For an outline of the past series of related events that contributed to this publication, SoMeT_02 was held on October 3–5, 2002, in Sorbonne, Paris, France.
SoMeT_03 was held in Stockholm, Sweden, SoMeT_04 in Leipzig, Germany, SoMeT_05 in Tokyo, Japan, SoMeT_06 in Quebec, Canada, and most recently SoMeT_07 held in Rome, Italy. These events also initiate a future event to be organized in October 2008, (http://www.somet.soft.iwate-pu.ac.jp/somet_08/).
This book provides an opportunity for exchanging ideas and experiences in the field of software technology, opening up new avenues for software development, methodologies, tools, and techniques, especially, software security and program coding diagnosis and related software maintenance techniques aspects. Also, we have emphasized human centric software methodologies, end-user development techniques, and human emotional reasoning for best performance harmony between the design tool and the user.
Issues discussed are research practices, techniques and methodologies proposing and reporting solutions needed for global world business. We believe that this book creates an opportunity for us in the software science community to think about where we are today and where we are going.

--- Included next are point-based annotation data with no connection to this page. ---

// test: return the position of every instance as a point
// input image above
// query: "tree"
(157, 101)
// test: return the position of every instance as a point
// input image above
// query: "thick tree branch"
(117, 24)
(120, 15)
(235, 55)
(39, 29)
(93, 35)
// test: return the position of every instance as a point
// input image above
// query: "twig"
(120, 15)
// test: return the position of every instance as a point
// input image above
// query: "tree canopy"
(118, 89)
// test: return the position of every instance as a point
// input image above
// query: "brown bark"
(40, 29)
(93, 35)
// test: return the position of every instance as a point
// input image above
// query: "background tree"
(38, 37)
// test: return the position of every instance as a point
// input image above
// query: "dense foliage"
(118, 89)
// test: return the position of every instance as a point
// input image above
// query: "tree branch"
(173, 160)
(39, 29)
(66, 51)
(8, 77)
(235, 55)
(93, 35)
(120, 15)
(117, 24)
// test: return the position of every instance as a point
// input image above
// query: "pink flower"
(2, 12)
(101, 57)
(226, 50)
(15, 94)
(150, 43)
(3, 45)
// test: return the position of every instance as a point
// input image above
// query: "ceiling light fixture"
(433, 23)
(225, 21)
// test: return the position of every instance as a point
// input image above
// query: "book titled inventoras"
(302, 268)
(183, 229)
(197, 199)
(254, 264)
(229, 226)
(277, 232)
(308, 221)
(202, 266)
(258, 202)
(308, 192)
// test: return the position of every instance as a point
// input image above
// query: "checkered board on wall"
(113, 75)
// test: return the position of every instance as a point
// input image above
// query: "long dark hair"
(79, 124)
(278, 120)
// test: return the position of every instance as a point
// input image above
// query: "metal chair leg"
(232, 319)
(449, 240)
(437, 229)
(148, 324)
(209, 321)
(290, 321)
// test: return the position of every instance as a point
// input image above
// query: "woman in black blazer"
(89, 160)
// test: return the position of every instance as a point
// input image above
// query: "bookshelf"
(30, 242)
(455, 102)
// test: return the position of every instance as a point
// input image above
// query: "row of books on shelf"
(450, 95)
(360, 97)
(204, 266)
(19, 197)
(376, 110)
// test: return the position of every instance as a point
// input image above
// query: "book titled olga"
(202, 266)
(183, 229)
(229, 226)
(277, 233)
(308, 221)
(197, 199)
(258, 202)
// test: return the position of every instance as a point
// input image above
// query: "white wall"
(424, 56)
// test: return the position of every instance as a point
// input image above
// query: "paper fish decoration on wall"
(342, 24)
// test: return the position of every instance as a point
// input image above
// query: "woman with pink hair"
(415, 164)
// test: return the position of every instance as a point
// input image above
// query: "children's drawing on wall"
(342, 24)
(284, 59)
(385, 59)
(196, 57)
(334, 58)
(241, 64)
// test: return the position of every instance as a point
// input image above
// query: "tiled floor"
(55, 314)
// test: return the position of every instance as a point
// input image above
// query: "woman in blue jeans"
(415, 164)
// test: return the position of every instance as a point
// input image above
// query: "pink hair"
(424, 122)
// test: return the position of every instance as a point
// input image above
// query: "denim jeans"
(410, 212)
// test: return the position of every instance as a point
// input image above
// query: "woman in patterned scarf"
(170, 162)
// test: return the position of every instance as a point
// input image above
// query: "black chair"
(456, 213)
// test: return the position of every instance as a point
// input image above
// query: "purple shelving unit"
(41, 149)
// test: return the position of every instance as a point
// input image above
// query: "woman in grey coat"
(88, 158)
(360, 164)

The book is a collection of 33 carefully reviewed best-selected papers by the reviewing committee.
The areas covered are:
• Software engineering aspects on software security, programs diagnosis and maintenance
• Static and dynamic analysis on Lyee-oriented software performance model
• Software security aspects on Java mobile code, and networking
• Practical artefact on software security, software validation and diagnosis
• Software optimization and formal methods
• Requirement engineering and requirement elicitation
• Software methodologies and Lyee oriented software techniques
• Automatic software generation, reuse, and legacy systems
• Software quality and process assessment
• Intelligent software systems and evolution
• End-user requirement engineering and programming environment
• Ontology and philosophical aspects on software engineering
• Business software models and other kinds of software application models, based on Lyee theory
All papers published in this book have been carefully reviewed and selected by the SOMET international reviewing committee. Each paper has been reviewed by between three and six reviewers and has been revised based on the review reports. The papers were reviewed on the basis of technical soundness, relevance, originality, significance, and clarity.
This book outcome is also a collective effort from many industrial partners and colleagues from around the world. We also gratefully thank Iwate Prefectural University, especially its President Prof. Makoto Taniguchi, CNR Rome, Italy, Catena Co., SANGIKYO Co., ARISES and others for their overwhelming support of this work. We especially are thankful to the reviewing committee and others who participated in the hard effective review of all submitted papers and thanks also for the hot discussions we have had at the review evaluation meetings which selected the contributions in this book.
This outcome is another milestone in mastering new challenges in software and its new promising technology, within SoMeT's consecutive events. It also gives the reader new insights, inspiration and concrete material to elaborate and study this new technology.
Last but not least, we would like to thank and acknowledge the Microsoft Conference Management Tool team for the support it has provided on the use of Microsoft CMT System as a conference-supporting tool during all the phases of the SOMET transactions.